Rotate the pliers towards the beads, so that the wire curves around them. You need to keep the wire hugging the pliers to form a nice circle. I find it helps to rest the wire on the index finger of my left hand (I am right handed) and hold it in place with my thumb. About half way round, you will need to slacken the pliers and reposition them to continue.


When the tip of the wire meets the start of the loop, your loop is complete. It should be sitting centrally above the beads, and there should be no gap where the wires meet. If not, don't worry, you will perfect this skill with practice.
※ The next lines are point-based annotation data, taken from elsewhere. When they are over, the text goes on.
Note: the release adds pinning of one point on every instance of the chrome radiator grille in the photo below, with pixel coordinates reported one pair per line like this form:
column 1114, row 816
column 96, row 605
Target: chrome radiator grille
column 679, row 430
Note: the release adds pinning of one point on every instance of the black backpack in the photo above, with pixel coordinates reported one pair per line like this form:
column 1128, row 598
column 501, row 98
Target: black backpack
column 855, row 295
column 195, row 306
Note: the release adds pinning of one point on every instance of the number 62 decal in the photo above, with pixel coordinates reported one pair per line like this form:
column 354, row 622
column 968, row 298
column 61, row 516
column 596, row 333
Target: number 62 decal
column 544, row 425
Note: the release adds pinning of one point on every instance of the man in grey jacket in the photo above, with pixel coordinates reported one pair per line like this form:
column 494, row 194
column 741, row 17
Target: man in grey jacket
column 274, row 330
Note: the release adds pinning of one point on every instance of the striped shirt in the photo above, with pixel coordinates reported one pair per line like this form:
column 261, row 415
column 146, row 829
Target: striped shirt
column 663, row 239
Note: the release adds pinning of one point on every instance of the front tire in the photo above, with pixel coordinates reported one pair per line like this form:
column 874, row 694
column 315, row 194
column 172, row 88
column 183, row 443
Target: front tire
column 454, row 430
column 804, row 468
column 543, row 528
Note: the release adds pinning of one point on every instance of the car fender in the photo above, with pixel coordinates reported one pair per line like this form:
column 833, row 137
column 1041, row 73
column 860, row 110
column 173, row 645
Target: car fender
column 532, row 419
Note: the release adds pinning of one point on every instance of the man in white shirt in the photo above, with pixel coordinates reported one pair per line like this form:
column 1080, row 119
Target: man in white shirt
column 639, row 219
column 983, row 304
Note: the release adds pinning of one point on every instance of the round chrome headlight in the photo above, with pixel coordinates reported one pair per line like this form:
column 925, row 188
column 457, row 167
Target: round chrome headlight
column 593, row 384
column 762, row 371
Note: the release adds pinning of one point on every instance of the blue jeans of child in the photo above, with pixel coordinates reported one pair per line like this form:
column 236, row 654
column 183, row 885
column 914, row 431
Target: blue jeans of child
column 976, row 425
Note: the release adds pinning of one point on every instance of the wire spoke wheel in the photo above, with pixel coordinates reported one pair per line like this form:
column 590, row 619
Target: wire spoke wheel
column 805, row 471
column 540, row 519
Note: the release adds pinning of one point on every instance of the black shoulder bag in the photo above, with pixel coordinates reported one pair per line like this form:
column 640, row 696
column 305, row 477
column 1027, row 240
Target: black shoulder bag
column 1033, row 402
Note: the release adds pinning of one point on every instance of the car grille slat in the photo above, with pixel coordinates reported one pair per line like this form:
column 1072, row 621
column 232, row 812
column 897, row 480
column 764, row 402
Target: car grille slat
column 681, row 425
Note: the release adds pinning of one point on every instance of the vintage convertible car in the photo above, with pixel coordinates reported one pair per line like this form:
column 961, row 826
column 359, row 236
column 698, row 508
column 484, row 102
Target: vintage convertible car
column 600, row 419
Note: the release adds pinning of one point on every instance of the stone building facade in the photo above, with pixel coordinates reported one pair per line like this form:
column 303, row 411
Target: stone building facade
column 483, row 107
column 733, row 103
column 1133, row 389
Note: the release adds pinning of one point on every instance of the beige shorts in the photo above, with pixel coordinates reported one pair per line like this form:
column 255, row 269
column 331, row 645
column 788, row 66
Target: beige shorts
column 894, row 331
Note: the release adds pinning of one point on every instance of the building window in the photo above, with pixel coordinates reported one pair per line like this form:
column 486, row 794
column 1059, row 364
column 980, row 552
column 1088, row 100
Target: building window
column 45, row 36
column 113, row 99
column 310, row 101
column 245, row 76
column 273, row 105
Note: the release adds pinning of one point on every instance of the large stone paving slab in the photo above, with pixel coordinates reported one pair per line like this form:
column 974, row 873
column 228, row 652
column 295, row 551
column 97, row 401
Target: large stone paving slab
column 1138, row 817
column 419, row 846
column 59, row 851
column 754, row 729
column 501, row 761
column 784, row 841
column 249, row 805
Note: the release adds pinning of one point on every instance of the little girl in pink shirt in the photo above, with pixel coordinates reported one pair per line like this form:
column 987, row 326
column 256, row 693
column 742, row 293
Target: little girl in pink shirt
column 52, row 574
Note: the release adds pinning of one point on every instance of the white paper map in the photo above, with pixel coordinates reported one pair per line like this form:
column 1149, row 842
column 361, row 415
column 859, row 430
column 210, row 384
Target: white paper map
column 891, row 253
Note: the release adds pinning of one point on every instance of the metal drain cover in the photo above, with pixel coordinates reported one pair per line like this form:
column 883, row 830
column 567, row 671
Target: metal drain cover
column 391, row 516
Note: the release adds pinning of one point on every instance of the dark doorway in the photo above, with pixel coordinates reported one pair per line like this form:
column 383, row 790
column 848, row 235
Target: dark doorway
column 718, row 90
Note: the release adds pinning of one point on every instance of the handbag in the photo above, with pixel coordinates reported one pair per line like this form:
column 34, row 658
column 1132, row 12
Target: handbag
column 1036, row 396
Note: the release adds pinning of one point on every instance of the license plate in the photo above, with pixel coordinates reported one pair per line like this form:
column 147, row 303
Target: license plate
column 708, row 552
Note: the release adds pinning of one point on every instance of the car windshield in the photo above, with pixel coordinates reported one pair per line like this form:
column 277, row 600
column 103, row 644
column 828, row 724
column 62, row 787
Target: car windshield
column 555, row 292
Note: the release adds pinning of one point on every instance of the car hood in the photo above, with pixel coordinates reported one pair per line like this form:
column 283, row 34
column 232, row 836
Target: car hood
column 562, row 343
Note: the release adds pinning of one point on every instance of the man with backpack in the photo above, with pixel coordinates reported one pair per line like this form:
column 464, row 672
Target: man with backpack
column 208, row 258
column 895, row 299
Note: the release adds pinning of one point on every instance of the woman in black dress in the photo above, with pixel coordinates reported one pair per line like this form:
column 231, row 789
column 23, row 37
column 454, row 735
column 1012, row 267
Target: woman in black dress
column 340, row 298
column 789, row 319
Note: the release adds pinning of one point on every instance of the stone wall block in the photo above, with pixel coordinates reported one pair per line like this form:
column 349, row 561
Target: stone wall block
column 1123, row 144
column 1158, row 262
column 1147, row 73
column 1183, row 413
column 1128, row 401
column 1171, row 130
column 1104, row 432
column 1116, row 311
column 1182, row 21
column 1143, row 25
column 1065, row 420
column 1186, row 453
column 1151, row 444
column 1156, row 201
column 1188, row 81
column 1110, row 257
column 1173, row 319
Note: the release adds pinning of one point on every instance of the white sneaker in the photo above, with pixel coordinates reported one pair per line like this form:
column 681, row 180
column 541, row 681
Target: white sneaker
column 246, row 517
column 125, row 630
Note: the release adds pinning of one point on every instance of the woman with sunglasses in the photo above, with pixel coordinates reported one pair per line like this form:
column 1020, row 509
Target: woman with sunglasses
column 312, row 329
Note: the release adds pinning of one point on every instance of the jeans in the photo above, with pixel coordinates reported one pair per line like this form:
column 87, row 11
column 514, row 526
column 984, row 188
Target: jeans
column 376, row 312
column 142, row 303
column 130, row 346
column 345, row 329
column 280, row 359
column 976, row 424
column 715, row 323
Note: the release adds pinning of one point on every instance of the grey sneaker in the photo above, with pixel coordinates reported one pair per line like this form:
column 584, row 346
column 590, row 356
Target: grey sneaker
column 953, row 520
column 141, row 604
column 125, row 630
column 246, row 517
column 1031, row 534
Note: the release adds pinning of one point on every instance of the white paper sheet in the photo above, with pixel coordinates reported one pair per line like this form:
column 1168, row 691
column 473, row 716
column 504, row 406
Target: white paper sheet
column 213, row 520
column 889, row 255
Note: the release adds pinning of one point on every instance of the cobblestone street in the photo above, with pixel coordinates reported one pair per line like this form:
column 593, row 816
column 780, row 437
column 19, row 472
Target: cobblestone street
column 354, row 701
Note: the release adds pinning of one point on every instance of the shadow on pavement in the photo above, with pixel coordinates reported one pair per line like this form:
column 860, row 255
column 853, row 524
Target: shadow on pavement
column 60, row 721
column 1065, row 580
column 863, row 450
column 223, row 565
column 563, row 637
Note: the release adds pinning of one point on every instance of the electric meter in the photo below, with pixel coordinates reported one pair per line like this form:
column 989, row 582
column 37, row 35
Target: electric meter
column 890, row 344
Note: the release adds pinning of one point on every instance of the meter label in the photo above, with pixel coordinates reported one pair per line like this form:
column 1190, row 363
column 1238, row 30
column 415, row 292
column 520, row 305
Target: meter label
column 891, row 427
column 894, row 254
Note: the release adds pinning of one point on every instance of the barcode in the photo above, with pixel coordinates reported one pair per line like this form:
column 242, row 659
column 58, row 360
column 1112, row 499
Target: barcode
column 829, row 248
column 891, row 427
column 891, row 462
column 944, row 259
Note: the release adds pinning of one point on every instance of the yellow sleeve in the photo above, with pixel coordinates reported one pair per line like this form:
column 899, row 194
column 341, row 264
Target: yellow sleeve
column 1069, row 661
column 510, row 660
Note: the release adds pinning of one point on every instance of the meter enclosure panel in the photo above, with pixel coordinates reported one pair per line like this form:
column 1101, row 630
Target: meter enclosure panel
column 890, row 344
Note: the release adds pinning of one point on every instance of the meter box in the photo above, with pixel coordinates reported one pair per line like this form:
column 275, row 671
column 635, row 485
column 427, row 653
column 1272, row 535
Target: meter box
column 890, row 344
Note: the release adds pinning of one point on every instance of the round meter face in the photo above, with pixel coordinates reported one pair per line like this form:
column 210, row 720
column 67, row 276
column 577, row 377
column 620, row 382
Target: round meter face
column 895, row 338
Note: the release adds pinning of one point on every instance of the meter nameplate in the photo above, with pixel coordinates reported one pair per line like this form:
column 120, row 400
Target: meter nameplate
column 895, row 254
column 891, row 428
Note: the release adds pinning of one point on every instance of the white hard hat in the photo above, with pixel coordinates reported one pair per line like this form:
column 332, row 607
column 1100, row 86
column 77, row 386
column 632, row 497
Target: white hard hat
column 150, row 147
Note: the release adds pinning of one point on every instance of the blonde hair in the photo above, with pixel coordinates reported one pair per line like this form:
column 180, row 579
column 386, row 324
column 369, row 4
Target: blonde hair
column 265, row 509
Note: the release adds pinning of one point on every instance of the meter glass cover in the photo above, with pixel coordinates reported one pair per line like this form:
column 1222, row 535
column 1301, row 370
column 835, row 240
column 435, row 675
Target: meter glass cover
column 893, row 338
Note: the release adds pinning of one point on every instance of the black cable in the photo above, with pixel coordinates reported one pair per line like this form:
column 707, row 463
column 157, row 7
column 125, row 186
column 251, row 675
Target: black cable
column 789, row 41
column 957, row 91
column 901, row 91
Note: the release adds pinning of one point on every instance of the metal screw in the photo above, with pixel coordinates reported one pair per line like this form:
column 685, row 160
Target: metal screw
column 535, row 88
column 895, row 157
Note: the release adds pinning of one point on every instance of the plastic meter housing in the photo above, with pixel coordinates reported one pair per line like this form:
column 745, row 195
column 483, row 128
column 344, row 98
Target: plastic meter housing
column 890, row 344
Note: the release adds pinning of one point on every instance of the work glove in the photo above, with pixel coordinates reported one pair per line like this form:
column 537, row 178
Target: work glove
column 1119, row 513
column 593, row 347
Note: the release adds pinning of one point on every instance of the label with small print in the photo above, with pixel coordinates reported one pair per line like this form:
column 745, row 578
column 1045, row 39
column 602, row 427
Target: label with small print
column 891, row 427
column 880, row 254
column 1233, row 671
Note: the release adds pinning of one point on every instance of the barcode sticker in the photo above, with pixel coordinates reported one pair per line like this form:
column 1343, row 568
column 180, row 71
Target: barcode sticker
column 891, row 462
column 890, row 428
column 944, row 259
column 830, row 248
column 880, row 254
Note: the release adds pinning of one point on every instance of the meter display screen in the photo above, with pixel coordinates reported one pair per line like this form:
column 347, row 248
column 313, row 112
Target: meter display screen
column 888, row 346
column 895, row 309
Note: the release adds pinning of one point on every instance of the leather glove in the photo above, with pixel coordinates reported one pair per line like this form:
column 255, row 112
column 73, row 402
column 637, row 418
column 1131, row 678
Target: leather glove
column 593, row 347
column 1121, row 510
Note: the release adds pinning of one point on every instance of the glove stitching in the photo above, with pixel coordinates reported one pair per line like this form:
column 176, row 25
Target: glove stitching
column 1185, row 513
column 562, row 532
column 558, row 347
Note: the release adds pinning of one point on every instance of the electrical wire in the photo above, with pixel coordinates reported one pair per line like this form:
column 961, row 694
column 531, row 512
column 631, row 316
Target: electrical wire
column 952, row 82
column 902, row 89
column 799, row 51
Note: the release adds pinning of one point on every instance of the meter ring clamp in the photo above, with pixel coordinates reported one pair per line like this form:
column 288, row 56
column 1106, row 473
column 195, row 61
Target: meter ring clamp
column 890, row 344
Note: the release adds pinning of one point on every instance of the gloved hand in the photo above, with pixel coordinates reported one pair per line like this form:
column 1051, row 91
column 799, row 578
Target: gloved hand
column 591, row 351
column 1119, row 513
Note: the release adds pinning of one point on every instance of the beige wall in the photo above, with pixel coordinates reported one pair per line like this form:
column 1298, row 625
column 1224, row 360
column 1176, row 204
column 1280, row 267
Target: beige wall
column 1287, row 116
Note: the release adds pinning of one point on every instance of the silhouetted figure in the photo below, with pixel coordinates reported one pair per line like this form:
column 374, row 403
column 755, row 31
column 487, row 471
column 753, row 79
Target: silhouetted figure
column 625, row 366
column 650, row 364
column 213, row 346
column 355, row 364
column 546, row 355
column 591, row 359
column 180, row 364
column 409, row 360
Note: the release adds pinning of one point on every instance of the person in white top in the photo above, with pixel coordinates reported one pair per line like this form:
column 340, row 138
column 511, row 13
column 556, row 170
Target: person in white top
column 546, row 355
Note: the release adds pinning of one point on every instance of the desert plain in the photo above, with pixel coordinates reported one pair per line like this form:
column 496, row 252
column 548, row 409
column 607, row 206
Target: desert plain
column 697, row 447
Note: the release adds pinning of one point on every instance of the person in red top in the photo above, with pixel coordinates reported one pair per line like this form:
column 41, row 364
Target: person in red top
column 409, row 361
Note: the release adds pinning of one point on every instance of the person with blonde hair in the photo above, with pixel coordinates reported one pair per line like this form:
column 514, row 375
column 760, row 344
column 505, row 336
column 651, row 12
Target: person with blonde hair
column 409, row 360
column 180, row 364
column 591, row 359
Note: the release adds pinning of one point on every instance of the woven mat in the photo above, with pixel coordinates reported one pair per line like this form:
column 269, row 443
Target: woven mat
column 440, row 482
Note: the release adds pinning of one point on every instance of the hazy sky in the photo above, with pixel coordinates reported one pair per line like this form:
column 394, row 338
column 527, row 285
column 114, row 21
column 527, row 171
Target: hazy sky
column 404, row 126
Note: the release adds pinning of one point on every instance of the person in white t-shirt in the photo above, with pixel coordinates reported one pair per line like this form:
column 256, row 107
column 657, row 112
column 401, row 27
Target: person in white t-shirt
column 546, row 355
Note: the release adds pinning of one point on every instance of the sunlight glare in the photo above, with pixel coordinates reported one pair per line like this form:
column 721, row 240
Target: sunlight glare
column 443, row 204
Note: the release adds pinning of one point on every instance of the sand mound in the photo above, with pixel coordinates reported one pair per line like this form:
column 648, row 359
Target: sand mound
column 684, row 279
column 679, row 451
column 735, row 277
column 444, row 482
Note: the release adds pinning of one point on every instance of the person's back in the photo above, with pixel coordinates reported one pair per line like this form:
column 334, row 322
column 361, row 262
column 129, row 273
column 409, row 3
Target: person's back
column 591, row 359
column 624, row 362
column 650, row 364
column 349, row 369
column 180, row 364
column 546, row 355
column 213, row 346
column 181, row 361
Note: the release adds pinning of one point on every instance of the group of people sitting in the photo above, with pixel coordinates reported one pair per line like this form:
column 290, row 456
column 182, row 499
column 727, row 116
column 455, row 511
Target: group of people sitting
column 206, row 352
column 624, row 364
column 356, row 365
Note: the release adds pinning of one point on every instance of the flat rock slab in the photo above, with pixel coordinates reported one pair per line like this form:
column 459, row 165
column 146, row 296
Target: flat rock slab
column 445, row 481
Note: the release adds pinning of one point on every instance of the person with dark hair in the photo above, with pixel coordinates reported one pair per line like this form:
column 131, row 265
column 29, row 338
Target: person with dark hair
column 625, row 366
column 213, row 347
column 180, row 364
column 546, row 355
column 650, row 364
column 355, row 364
Your earring will fit onto any standard earwire so long as there is a loop to hang it onto.

Next time - How to make even sized loops every time.

Sunday, 6 January 2013

Hi, I'm Celia, and I've been in the world of beading since 1985. I started by making beaded jewellery as a hobby, then as a small business. I started selling beads and jewellery making supplies in about 1995, at my bead shop in a Sheffield suburb for 11 years. I closed the bricks and mortar shop in 2008 to sell online and through bead fairs around the country.

Beading has become much more sophisticated and varied over the years, with so many more beads, threads and findings available for us to use. I'm still learning!

Through this blog, I'm hoping to bring your techniques, information and inspiration for jewellery making and beadwork.